Despite sounding like an annual contest that would until recently have been a two-horse race between Sir Bruce Forsyth and the late ex-Match Of The Day presenter Jimmy Hill, Chin Of Britain is actually a music project belonging to multi-talented, multi-instrumentalist Chin Keeler, first seen in 2013 via Keeler’s debut solo album named inventively as Chin Keeler.
The Weasel Is At The Bridge is possibly only the second album in history to namecheck the furry carnivorous mammal of the genus Mustela, unless there have been some lesser known offerings since the pesky-yet-cute looking cousins of the often ‘down-trouser’ shoved ferrets (AKA ferret-legging) ripped Frank Zappa’s flesh, the razor-toothed demons.
Billed as expanding on “themes of the unconscious” present on the debut, the album is apparently based around a story where a weasel is at a bridge and wanting to reach the other side without becoming a meaty snack for the evil Mr Owl, who is perched above waiting to pounce. A stalemate occurs because poor old weasel chops knows owl is watching, and poor old Owlie can’t risk abandoning his stakeout to go searching for alternative foodstuffs in case there aren’t any alternative foodstuffs. Or perhaps it’s all just an analogy for relationship issues, who knows.
Still with us? Right, enough of the arty philosophising bollocks. Musically, The Weasel Is At The Bridge is brimming with quality.
Last year, Gary McClure’s solo project American Wrestlers dazzled with its lo-fi structure amid his ability to play and produce everything, effectively chucking out an album from start to finish single-handedly, and Keeler does the same here. Sharing a similar lo-fi recording process (although, admittedly, American Wrestlers did push this approach to its boundaries), there’s a heavier fuzziness to Keeler’s output that draws you in.

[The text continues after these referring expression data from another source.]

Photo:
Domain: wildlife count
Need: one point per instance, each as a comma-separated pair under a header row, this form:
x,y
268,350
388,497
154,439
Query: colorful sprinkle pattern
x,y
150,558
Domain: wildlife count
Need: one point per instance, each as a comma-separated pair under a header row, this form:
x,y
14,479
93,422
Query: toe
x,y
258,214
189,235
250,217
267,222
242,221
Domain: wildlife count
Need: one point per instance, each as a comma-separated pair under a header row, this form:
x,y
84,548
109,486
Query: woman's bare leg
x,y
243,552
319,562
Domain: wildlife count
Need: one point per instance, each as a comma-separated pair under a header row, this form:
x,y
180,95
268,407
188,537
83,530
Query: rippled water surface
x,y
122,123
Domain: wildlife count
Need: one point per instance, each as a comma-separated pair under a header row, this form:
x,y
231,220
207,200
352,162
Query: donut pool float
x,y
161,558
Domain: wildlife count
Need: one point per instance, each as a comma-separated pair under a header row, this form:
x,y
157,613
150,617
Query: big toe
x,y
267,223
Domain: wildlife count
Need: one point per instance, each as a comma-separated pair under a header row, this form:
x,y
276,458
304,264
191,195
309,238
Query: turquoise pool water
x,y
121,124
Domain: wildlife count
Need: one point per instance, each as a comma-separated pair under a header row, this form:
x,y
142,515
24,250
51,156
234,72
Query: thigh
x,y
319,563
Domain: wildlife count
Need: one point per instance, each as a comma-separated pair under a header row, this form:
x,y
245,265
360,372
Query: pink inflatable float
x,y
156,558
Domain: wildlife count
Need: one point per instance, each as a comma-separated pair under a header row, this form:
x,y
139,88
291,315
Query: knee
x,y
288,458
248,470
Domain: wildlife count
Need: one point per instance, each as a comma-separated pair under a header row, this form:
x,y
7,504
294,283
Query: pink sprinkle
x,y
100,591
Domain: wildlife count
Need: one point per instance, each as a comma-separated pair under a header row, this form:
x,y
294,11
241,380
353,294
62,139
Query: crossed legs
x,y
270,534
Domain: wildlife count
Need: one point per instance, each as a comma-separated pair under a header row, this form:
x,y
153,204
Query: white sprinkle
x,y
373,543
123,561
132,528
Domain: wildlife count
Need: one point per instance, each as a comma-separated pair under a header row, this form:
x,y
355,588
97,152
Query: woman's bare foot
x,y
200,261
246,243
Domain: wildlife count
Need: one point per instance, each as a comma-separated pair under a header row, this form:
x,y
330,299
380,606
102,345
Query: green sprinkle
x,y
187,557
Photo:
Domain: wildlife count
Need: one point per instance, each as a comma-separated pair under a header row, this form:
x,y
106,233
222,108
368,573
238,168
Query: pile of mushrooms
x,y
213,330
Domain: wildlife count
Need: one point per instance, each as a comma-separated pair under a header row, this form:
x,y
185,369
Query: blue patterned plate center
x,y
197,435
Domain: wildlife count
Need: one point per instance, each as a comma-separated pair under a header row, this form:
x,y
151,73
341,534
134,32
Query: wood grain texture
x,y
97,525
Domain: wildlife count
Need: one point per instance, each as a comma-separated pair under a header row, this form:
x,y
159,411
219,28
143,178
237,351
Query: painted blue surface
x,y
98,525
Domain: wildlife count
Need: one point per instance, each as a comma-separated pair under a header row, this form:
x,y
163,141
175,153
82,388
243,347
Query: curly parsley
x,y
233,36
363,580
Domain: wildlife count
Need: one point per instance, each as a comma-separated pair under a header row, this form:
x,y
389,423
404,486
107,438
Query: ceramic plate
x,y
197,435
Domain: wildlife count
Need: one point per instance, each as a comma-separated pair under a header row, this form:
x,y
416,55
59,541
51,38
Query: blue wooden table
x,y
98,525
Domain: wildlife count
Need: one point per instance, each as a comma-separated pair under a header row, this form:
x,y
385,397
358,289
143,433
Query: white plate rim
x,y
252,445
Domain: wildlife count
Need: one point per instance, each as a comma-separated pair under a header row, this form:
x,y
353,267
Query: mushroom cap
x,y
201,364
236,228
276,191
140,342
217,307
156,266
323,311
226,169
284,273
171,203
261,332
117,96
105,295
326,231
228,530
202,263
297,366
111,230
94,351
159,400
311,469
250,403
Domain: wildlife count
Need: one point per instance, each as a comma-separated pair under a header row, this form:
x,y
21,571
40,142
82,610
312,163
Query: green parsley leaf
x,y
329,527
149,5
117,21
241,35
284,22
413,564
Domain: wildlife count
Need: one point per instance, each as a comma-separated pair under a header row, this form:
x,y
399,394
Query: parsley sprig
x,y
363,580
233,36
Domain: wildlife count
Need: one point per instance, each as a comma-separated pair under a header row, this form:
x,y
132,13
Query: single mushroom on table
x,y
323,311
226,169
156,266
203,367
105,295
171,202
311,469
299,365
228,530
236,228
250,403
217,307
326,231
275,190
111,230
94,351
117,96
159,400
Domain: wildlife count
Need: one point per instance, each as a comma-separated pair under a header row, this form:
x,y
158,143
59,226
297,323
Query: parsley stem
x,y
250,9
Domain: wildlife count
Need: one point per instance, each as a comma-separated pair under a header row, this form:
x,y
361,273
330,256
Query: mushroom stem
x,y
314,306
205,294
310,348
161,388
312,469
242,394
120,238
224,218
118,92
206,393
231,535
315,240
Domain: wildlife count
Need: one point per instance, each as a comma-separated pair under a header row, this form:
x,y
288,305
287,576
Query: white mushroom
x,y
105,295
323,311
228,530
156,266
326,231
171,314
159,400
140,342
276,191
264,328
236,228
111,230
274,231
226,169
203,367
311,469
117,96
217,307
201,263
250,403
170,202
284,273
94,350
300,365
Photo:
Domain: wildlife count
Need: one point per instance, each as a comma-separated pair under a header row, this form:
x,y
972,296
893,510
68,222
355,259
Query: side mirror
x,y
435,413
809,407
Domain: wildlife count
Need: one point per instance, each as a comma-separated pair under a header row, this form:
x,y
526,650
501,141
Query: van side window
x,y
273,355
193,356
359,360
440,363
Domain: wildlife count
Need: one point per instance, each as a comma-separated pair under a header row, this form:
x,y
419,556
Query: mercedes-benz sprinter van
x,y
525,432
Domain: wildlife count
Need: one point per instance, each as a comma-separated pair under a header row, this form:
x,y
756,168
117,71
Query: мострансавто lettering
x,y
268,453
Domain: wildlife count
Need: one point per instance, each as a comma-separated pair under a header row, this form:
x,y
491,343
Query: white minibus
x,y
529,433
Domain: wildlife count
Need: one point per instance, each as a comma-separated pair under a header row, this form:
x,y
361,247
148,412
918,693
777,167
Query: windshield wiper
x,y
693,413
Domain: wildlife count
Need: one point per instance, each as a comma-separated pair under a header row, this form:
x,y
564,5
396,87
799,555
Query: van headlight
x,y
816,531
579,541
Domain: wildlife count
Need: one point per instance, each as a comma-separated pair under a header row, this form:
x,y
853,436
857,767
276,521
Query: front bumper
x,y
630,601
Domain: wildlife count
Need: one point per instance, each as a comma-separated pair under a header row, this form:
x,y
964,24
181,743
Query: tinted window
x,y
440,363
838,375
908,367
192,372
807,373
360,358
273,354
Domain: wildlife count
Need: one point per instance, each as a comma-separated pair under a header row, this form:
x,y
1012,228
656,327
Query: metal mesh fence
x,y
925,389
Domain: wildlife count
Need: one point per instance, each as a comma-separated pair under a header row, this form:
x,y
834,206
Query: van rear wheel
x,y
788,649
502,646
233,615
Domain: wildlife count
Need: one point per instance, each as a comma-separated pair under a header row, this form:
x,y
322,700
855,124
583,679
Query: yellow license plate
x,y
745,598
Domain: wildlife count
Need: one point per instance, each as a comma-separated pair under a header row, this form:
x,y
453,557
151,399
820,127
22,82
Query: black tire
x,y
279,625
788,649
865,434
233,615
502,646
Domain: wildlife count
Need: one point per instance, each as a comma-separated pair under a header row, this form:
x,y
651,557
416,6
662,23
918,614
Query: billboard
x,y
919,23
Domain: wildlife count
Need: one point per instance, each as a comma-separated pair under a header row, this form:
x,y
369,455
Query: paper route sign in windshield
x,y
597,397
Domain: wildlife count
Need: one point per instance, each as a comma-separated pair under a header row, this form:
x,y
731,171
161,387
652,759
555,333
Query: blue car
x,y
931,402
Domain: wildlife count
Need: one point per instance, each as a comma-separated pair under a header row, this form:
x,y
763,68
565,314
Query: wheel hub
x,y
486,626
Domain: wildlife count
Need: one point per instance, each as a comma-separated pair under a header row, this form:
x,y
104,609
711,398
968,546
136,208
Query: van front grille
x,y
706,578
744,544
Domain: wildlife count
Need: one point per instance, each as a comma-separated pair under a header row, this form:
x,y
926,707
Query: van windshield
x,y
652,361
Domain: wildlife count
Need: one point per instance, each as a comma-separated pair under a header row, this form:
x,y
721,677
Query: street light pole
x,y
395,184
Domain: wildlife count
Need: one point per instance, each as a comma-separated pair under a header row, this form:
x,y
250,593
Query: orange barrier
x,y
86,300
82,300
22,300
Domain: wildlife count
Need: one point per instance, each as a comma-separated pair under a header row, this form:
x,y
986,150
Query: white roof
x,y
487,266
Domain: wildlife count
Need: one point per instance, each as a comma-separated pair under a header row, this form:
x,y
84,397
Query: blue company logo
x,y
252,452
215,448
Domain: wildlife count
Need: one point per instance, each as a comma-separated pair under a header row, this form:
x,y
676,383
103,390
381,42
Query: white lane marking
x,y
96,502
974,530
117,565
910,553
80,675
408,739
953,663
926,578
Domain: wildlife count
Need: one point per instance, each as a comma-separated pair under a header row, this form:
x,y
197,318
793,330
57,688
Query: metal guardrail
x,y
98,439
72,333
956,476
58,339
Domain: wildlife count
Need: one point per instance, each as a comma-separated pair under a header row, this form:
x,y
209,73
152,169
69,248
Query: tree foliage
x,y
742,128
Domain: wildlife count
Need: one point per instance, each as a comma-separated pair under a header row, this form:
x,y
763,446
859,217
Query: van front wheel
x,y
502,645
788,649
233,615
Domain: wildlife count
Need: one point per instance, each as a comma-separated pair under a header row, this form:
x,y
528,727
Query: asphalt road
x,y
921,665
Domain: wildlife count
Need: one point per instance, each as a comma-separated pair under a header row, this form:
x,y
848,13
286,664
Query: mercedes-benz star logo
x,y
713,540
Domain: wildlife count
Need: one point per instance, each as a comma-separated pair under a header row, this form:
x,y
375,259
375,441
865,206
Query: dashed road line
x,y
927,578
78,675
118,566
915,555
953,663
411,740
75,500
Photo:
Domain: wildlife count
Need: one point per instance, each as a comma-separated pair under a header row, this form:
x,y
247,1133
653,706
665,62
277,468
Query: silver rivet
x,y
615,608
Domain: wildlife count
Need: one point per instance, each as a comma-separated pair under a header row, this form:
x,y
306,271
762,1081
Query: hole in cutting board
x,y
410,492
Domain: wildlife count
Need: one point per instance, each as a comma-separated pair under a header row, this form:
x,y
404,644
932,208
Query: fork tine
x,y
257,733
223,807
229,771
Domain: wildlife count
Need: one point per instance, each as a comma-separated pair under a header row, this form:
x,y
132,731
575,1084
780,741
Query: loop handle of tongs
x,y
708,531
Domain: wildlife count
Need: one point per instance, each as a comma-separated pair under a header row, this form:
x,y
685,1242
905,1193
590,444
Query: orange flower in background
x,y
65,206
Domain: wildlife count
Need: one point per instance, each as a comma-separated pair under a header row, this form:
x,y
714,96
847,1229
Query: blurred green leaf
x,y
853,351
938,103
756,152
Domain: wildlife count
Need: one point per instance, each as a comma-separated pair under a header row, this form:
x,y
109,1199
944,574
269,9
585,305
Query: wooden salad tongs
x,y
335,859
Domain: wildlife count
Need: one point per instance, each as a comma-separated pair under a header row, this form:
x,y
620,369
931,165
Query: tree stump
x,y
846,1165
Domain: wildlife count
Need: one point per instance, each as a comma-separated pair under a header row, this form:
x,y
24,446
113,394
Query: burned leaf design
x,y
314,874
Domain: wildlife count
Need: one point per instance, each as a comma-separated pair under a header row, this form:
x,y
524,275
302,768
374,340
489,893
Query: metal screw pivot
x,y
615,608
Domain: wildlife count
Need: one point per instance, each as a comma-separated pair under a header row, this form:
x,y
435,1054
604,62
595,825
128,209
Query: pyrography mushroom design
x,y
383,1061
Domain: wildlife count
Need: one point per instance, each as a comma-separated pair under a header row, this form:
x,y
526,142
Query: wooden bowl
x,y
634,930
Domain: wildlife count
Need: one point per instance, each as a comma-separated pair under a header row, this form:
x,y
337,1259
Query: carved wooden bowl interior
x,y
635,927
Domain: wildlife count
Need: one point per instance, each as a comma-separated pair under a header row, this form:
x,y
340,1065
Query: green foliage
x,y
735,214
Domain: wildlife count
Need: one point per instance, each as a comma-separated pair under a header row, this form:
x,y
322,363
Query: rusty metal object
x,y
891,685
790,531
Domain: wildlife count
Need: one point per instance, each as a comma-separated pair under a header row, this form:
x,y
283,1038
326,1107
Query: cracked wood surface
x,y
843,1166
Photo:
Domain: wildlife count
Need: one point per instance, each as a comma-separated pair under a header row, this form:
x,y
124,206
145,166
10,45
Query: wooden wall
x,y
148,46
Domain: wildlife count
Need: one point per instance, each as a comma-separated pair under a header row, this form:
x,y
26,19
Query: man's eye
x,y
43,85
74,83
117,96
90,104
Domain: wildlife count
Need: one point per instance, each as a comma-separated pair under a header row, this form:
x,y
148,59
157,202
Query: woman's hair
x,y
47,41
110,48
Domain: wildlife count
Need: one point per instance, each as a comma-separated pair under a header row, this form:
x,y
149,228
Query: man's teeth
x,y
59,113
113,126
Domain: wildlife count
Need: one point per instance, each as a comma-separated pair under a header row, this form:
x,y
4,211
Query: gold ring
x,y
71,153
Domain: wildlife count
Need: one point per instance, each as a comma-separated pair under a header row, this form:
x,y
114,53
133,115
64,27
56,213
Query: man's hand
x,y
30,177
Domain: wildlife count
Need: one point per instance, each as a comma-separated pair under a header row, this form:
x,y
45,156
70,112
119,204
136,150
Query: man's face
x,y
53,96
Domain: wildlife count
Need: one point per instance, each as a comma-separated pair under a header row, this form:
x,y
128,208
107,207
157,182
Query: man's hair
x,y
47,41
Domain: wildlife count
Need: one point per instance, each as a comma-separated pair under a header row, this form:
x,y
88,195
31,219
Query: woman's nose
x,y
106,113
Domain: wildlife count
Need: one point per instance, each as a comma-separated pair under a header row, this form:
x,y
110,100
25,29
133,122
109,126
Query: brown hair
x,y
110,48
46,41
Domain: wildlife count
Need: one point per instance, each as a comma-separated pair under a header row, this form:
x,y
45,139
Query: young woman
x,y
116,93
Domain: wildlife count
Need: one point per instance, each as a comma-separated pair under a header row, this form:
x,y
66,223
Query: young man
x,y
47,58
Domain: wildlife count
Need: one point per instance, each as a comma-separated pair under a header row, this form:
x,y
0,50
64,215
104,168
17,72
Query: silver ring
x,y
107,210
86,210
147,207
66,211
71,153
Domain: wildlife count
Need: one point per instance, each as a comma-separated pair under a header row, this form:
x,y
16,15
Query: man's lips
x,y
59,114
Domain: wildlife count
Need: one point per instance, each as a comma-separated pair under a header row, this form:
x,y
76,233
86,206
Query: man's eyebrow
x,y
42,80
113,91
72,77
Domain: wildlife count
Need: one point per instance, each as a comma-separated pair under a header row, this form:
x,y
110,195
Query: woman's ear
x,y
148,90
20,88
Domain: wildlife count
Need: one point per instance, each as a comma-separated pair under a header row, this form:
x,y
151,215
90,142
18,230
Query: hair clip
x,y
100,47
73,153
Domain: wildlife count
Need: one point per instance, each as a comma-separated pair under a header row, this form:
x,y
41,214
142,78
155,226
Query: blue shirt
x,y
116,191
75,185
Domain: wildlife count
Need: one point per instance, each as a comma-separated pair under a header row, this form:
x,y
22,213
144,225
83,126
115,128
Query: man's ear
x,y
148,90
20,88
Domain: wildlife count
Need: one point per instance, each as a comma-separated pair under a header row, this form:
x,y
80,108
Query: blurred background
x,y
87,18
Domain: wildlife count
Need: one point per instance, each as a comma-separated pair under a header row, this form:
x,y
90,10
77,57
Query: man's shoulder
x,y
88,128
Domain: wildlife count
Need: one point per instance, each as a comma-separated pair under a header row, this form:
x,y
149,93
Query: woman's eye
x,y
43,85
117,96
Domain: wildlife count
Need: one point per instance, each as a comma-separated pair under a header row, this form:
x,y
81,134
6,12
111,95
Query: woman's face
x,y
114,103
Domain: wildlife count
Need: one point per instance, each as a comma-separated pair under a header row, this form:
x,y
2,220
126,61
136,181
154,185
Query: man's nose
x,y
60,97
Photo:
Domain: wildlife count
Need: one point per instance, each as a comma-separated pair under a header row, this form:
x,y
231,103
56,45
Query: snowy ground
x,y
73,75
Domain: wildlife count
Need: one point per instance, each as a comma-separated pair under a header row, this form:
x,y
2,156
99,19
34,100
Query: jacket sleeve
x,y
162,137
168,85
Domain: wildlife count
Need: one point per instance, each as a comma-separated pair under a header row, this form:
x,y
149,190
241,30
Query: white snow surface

Keeler may be a jack of all trades but he is clearly a master of guitar and it shows throughout. All over the album there are addictive guitar passages, but the soundscape concentrates fairly evenly with a fairly thick brush of distortion. Opener and single Last Seen Alive is a choppy effort that would probably sound a bit like what you’d imagine an updated Kula Shaker to sound like if they’d disappeared after releasing K in 1996 (you mean they didn’t, you cry?).
Feel It pushes the guitar distortion levels a little further, with a decent melody and Keeler’s drumming skills being on show more prominently whilst Maxïmo Park like guitars open Going Down, another enthralling cut again driven by guitars alongside Keeler’s soft, unobtrusive vocals, with the warm, repeated three-chord outro providing a nice canvas for Keeler’s closing axe abilities.
The rapid, clanky guitars of Don’t Make A Sound go against the song title considerably (presumably old Mr Weasel is in ninja-like sneak mode at this point, but he needs to quieten it down a bit or he’s history). The pleasantly jolly opening to Physiology portrays an image of optimism and the long, spacey blip and bleep peppered instrumental intro is a joy although lyrics such as “I am addicted to your physiology” may leave you scratching your head if you try too hard to decipher the story.
The best moments are centred around excellent guitar work once more. The gradual ascending melody of Until The Sun Goes Down permeates throughout a thrilling number that reveals Keeler’s excellent bass capabilities, whilst another outstanding cut DWMT sounds like Status Quo on acid and the superb Sit Back recalls glam rock like David Bowie’s early 70’s guise mixed with a touch of 1990’s Britpop like Supergrass.
Ignoring the underlying storyline, The Weasel Is At The Bridge is a tremendous collection of fuzzy, lo-fi pop-rock. Despite the cover art appearing to some as being similar to a Kings Of Leon album cover, closer inspection will reveal a weasel, an owl and a moustachioed fellow, presumably Keeler himself. An intriguing mix, then, just like its contents.